Earlier today, I finished a draft of a short script that’s been in my head for a while now. As I returned to the living room from my newly-installed writing cave, my wife Tonks (still an odd phrase to get used to, even after a year and a half) asked me an important question.
She said “Sam, how many finished scripts do you have now?”
I did a quick tally, thinking that I’d get about 5 or 6. I was shocked to realise that I’ve now finished something like 15 short scripts, counting ones I’ve co-written. Some of them have even been made. Two of them were polished in a professional screenwriting course. One was longlisted in the 50 Kisses screenplay competition. All of them are works to be proud of (though the perfectionist in me insists that they’re far from excellent).
I haven’t yet finished the feature-length screenplay I was working on last month, but I have about 15 shorts under my belt. I haven’t counted the number of short stories I’ve finished (they’re far outweighed by the number I’ve abandoned), but I have a short story that’s due to be published in an anthology by grass-roots Steampunk publishing company The Last Line, so soon I’ll have had my writing unleashed on an unsuspecting public in more ways than one.
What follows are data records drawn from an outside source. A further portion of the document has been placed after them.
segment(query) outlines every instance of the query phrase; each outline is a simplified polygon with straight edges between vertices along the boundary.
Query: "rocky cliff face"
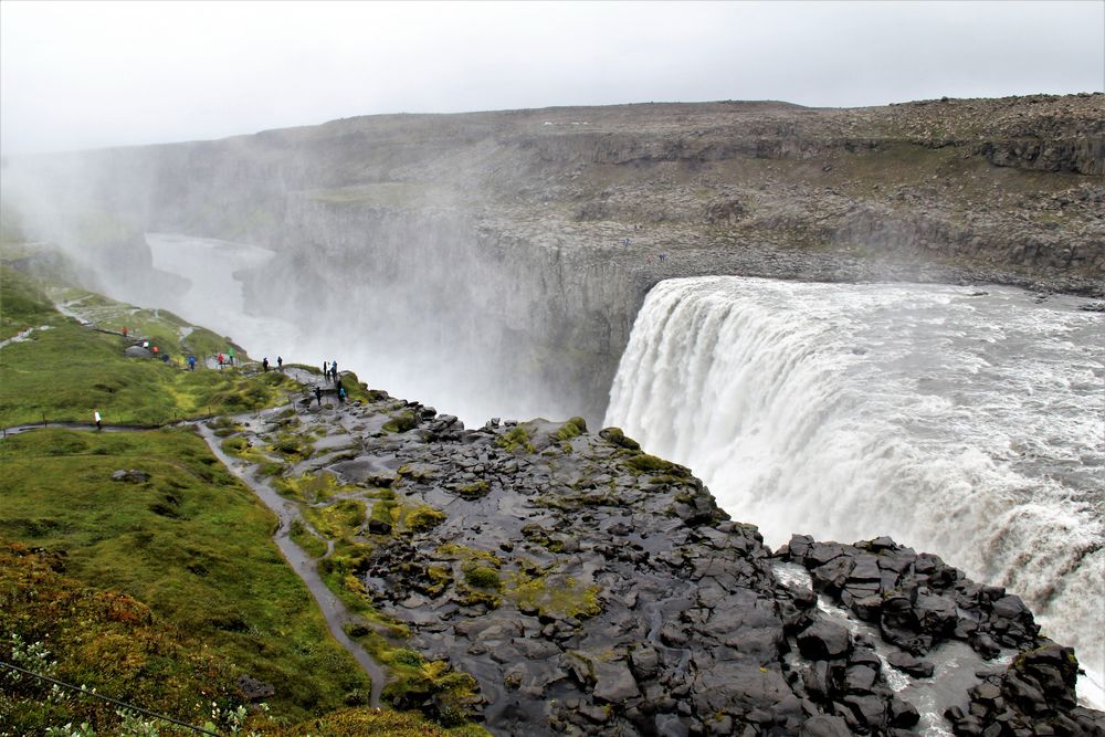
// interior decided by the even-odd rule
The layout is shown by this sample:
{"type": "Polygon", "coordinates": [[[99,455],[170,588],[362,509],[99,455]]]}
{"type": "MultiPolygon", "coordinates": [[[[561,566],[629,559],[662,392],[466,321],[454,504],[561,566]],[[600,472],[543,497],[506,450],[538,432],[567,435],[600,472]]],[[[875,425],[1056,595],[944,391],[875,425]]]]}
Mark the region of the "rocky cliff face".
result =
{"type": "Polygon", "coordinates": [[[297,404],[235,427],[250,462],[326,540],[320,570],[410,633],[403,662],[473,685],[392,684],[397,706],[496,735],[1105,729],[1076,706],[1073,651],[936,556],[804,536],[772,552],[686,468],[581,419],[297,404]]]}
{"type": "Polygon", "coordinates": [[[649,104],[350,118],[23,164],[67,210],[277,250],[252,282],[259,310],[317,322],[340,295],[358,335],[448,338],[473,392],[525,386],[535,408],[597,419],[644,293],[670,276],[1102,294],[1102,120],[1101,94],[649,104]]]}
The time is right. I need… A Change.
It is with a heavy heart that I bid farewell to Blogger, where I intended to write many dazzling and witty blog posts. Instead I leave a layer of cyberdust 3 inches deep and a hamfisted attempt at journal blogging. I’ve never been good at journal blogging. My day to day activities just aren’t interesting enough for journal blogging. I wake up, I go to work, I try to write, I play video games. for much of the time, that’s it for me.
Well, no more.
I have a writing cave. I have 15 or more finished scripts. I have a wife who is more than happy to crack the whip if I get sedentary. And I have a need to get my work out there. Because there’s no point in writing a script if only a handful of people will ever see the finished film. Don’t get me wrong, I love my friends and I’m overwhelmed by the support they show when I put out a new film or story… but I need to get bigger. I need to get Out There. I need to succeed. Because I’m not going to be in the rat race forever.
That’s why I’ve created this WordPress blog. That’s why I now own http://www.samkurd.co.uk and am in the process of trying to get that address to point to this blog. That’s why I’m going to revisit my stories and get editing. And that’s why I’m going to try and get off my backside and sell a story. That’s why I’m going to work hard at this. I’m cutting back on the video games (although when payday comes around Life is Strange part 3 is coming my way because WOW that game is amazing). I’m cutting back on the mindless net surfing. I’m cutting back on Tumblr… er, well… let’s not go overboard.
From now, I’ll be blogging every other day. If I don’t have anything to say, I’ll make it up. I’m a writer, after all. All writing is good writing because just the mere act of stringing words together helps me grow as a writer. I can’t let my creative muscles atrophy, or I might as well just put my head down and plod through my life.
It’ll take years. I’m not an idiot. I’m not going to succeed overnight. But I’ve already started on the journey. I started on the journey the day I signed up for the screenwriting class. I started on the journey the day my friend James approached me and said ‘That short story “Jeremy” you wrote, I’d like to make it into a film…’. I started on the journey the day I opened a deviantart account and started posting my literary doodles there. I started on the journey the day I first stroked a keyboard, the day I first picked up a pen.
I start the journey over and over, a hundred different times, each time better armed and better prepared. And this time might not be the time that I don’t give up. It might not be the time that I get my name out and finally start writing professionally. It might not be the time when I find myself looking back and thinking ‘bloody hell, I’ve made it.’
But that’s ok. Because that time is coming. Mark my words. That time is coming.